Six Good Books About How Washington Works

From a Washingtonian story headlined “30 Essential Books About Washington”:

This Town, by Mark Leibovich
In theory, Mark Leibovich’s report from glittering post-recession Washington could have been a you’ll-never-eat-lunch-in-this-town-again moment for the writer. After all, his book—a combination of reporting, anthropology, and comic slicing and dicing—skewered people by name, hitting everything from how they threw parties to how they made money to how they mourned. But what would be the fun in that? If there’s anything Leibovich’s insidery depictions of status-seeking and celebrification taught, it’s that a guy whose book became a meme would never go hungry in #thistown.
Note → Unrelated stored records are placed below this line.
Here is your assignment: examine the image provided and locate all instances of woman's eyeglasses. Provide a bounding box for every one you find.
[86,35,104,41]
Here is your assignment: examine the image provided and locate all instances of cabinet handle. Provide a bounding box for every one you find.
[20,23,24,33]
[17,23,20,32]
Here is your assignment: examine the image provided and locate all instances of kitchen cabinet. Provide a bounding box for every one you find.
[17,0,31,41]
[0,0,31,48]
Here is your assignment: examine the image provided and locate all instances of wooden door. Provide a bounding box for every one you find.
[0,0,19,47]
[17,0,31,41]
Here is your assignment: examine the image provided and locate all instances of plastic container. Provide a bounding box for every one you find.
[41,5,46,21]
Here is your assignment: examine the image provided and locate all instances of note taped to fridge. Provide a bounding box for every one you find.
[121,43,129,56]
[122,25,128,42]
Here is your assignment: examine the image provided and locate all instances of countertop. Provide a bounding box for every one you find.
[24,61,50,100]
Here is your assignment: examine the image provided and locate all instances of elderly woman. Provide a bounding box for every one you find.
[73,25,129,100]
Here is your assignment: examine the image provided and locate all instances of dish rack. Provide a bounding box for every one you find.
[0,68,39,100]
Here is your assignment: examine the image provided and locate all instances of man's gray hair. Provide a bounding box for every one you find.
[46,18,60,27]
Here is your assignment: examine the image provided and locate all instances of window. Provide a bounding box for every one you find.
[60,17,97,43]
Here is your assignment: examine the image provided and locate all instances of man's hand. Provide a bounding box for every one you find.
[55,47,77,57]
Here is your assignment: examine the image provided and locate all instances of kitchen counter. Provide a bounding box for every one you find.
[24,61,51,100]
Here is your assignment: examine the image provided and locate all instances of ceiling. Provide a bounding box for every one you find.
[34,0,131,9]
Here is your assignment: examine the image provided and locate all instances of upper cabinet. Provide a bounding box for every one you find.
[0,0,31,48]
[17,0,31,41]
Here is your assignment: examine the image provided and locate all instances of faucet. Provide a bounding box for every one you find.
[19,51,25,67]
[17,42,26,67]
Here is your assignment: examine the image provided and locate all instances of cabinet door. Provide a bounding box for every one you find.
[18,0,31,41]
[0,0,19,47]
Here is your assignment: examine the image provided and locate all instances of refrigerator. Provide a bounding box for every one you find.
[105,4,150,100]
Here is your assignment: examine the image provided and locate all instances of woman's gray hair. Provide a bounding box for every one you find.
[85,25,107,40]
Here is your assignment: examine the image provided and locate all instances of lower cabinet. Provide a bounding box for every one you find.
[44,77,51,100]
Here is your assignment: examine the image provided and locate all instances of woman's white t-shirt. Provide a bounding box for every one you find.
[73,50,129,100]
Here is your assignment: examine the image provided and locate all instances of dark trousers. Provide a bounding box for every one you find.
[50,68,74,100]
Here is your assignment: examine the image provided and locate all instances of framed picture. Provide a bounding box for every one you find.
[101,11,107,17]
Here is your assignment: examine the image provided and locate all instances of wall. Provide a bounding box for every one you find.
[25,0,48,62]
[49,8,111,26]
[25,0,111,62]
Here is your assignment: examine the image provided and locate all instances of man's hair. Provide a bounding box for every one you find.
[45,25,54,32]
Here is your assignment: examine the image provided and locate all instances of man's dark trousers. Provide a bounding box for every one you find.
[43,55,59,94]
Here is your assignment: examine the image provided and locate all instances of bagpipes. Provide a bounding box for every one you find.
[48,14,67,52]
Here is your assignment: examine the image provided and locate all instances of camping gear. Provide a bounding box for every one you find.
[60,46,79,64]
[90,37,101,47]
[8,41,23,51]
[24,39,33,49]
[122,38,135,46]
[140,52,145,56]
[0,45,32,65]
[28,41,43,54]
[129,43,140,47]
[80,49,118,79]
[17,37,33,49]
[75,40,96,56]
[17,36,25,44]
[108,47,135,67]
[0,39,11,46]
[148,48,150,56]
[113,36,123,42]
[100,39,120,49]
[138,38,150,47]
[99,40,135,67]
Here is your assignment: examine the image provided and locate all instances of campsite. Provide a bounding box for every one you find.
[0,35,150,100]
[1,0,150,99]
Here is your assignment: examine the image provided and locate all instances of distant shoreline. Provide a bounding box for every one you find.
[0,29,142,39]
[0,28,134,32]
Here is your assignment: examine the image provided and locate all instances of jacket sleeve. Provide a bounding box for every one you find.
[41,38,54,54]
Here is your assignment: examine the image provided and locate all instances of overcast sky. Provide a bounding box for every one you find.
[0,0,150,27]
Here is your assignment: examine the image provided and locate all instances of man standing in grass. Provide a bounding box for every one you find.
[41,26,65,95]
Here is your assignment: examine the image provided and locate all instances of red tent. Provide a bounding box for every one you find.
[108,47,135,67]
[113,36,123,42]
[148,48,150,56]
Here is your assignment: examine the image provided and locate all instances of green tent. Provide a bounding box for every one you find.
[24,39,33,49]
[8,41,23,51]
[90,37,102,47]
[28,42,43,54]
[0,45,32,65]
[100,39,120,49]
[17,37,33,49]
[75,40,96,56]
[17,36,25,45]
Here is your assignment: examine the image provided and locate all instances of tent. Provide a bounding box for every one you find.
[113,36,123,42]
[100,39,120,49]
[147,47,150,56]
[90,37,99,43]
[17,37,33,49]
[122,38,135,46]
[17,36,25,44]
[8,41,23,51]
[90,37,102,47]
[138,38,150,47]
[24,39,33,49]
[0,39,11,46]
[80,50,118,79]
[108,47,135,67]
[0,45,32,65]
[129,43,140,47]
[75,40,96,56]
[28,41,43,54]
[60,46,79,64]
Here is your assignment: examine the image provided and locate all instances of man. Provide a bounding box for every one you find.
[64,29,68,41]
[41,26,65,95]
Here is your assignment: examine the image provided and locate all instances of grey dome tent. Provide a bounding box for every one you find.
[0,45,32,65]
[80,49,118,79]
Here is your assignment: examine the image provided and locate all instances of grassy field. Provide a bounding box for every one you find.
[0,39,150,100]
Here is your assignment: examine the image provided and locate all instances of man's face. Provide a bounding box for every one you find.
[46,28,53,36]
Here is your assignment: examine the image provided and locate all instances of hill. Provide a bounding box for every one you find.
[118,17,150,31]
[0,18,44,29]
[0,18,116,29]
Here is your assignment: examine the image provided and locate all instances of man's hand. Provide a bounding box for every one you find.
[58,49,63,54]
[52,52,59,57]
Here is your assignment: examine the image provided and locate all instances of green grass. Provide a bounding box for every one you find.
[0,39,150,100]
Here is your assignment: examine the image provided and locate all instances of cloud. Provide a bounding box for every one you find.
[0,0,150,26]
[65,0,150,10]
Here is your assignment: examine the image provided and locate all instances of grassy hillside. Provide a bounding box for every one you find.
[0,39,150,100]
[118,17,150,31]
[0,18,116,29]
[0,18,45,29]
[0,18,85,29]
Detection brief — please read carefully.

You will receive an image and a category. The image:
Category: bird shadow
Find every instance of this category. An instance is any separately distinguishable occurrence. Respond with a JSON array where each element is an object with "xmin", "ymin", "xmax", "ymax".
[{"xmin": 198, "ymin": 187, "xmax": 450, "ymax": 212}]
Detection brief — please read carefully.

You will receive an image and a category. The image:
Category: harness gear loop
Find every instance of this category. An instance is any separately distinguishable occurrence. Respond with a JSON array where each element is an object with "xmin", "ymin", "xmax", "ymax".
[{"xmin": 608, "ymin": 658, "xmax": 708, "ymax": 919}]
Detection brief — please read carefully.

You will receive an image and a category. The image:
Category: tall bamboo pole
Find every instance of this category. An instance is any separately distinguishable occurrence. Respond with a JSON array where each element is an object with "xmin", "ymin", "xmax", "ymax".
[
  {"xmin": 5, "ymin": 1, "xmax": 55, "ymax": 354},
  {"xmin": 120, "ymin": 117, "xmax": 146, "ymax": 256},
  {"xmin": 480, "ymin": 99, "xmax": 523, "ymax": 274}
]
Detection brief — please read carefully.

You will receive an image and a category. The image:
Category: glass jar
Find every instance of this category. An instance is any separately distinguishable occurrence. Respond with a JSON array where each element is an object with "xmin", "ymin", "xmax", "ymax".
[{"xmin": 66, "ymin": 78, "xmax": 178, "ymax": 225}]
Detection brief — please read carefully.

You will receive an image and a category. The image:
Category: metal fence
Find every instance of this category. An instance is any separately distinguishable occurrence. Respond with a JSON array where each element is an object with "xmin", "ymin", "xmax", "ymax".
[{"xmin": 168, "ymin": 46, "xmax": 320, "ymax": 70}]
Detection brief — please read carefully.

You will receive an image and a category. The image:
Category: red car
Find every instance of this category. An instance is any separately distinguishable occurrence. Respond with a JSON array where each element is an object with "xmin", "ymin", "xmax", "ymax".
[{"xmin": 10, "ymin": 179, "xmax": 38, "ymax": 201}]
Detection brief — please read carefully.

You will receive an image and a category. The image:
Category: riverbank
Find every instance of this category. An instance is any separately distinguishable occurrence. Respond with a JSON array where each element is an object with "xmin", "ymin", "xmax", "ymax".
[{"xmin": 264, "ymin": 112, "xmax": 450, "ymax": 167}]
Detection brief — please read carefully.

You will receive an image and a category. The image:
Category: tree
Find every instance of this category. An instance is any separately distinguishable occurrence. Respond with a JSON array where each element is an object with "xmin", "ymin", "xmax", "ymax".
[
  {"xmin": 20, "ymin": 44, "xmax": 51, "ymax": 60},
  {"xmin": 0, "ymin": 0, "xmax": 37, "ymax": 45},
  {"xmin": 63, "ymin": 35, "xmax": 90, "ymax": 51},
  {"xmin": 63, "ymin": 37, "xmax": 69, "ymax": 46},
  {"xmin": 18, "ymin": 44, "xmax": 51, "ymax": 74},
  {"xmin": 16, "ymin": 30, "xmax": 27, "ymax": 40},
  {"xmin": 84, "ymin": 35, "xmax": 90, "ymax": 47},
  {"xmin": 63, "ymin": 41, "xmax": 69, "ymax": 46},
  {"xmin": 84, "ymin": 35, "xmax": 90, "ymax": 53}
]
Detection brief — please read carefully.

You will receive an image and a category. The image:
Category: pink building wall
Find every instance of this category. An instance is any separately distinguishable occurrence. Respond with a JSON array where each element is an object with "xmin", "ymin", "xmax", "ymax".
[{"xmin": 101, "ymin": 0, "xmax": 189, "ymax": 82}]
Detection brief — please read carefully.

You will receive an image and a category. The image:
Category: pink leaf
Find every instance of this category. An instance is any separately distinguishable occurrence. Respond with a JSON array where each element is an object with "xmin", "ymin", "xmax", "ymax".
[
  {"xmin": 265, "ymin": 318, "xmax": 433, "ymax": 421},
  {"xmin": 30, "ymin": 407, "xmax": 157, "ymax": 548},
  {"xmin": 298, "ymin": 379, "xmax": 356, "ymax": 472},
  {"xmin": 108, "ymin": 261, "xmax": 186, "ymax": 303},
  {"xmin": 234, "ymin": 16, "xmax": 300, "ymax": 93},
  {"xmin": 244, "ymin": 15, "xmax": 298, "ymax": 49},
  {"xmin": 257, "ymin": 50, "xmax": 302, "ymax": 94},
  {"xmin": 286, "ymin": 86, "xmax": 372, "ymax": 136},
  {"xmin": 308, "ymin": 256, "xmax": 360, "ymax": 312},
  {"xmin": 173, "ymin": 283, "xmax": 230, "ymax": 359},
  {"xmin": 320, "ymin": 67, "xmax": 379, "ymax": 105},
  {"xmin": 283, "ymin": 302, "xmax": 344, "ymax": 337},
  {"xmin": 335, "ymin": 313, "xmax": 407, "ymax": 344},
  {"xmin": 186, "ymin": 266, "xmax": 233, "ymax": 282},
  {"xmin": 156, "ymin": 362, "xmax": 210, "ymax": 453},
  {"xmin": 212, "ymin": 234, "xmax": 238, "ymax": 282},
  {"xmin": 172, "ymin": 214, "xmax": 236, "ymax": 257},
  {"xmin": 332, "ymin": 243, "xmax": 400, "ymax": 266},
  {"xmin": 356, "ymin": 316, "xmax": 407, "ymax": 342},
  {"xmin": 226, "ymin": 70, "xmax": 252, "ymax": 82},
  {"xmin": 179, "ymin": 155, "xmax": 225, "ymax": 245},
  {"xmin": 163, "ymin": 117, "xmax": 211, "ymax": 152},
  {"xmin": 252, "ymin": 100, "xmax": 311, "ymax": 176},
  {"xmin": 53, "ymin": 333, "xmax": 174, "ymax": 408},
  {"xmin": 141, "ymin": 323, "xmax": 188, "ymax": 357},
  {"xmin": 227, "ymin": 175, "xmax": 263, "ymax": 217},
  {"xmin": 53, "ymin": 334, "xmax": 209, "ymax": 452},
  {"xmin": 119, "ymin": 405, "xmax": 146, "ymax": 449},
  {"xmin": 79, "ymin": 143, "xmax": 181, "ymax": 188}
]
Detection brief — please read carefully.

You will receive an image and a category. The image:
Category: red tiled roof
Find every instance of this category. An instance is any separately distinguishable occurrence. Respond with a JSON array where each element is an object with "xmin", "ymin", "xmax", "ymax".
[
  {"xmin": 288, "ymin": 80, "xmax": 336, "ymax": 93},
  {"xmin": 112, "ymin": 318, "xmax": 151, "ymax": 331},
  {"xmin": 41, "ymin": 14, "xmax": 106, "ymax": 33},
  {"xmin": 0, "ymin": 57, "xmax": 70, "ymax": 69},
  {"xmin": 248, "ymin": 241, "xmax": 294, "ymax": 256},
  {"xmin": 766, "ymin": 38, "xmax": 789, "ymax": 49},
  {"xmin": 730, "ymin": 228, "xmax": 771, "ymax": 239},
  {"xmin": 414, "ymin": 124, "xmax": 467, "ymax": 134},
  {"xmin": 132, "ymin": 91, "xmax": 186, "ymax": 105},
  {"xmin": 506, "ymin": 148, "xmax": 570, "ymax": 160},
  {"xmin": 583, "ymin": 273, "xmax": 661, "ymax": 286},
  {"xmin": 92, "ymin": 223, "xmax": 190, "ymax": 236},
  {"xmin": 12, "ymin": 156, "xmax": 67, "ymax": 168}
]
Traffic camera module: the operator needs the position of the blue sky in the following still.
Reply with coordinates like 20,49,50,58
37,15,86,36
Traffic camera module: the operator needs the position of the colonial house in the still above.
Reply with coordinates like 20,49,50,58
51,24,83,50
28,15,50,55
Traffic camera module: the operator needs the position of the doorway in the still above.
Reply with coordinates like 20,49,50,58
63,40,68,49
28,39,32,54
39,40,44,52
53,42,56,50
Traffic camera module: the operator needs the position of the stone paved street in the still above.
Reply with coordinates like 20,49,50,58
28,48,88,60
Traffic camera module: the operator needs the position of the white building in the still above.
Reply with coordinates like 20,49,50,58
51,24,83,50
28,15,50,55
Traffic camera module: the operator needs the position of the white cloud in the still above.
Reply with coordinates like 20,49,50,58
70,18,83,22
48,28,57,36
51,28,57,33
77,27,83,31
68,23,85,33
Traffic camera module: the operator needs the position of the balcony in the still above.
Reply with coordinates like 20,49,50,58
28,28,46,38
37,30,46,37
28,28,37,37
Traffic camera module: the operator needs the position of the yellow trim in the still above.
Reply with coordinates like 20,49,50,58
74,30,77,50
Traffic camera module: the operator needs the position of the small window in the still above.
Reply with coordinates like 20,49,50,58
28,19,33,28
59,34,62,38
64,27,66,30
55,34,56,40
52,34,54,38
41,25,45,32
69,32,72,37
Six years later, though, the evisceration feels more like That Town, a dispatch from a zany foreign country. In other words, it has joined an illustrious list of books that absolutely nailed some aspect of how Washington works, only to find themselves overtaken by events. David Halberstam’s The Best and the Brightest (1972) delivered a searing portrait of Ivy League types whose prescriptions for Southeast Asia went unquestioned. Thanks in part to Vietnam, such CVs don’t go quite so unquestioned anymore. Hedrick Smith’s The Power Game (1988) shone a light on behind-the-scenes media advisers and their hidden arts. Thirty years on, those arts are no longer so hidden.

And Leibovich’s chummy old swamp full of oblivious partygoers? Uh . . . that’s so six years ago. Of course, none of that means there’s no utility to yesteryear’s how-it-works bestsellers. Journalism becomes history pretty fast—and this is awfully entertaining history. So if, say, you’re wondering how Hillary Clinton’s circle never saw it coming, you’d find worse places to turn.
—Michael Schaffer

All the President’s Men, by Bob Woodward and Carl Bernstein. “This helped change journalism—you, too, could be as rich and famous as Woodward and Bern­stein—and was a great book.”
—Jack Limpert

Parliament of Whores, by P.J. O’Rourke. “I reread this once a year. It’s still sharp as a newly stropped straight razor. And a lot funnier.”
—Christopher Buckley, whose novels include Thank You for Smoking

Strange Justice, by Jane Mayer and Jill Abramson.“The authors reconstruct the lurid farce of Clarence Thomas’s confirmation, with details such as the scene where attorney Fred Cooke Jr. ‘thought it pretty amusing to run into the chair-man of the EEOC . . . standing with a triple X videotape entitled The Adventures of Bad Mama Jama.’”
—Sasha Issenberg

Washington, by Meg Greenfield. A sly dissection of the capital—home to “the fatal, ever-present . . . temptation: disappearance into the abstract, bloodless, phony, self-inflating world of endless competitive image projection”—and an insightful account of one journalist’s journey through that land.

The Woman at the Washington Zoo, by Marjorie Williams. Part profiles of such figures as Bill Clinton and Al Gore (“Scenes From a Marriage”), part essays culminating in the award-winning “Hit by Lightning: A Cancer Memoir,” it’s a lesson in writing about Washington life, public and intimately private.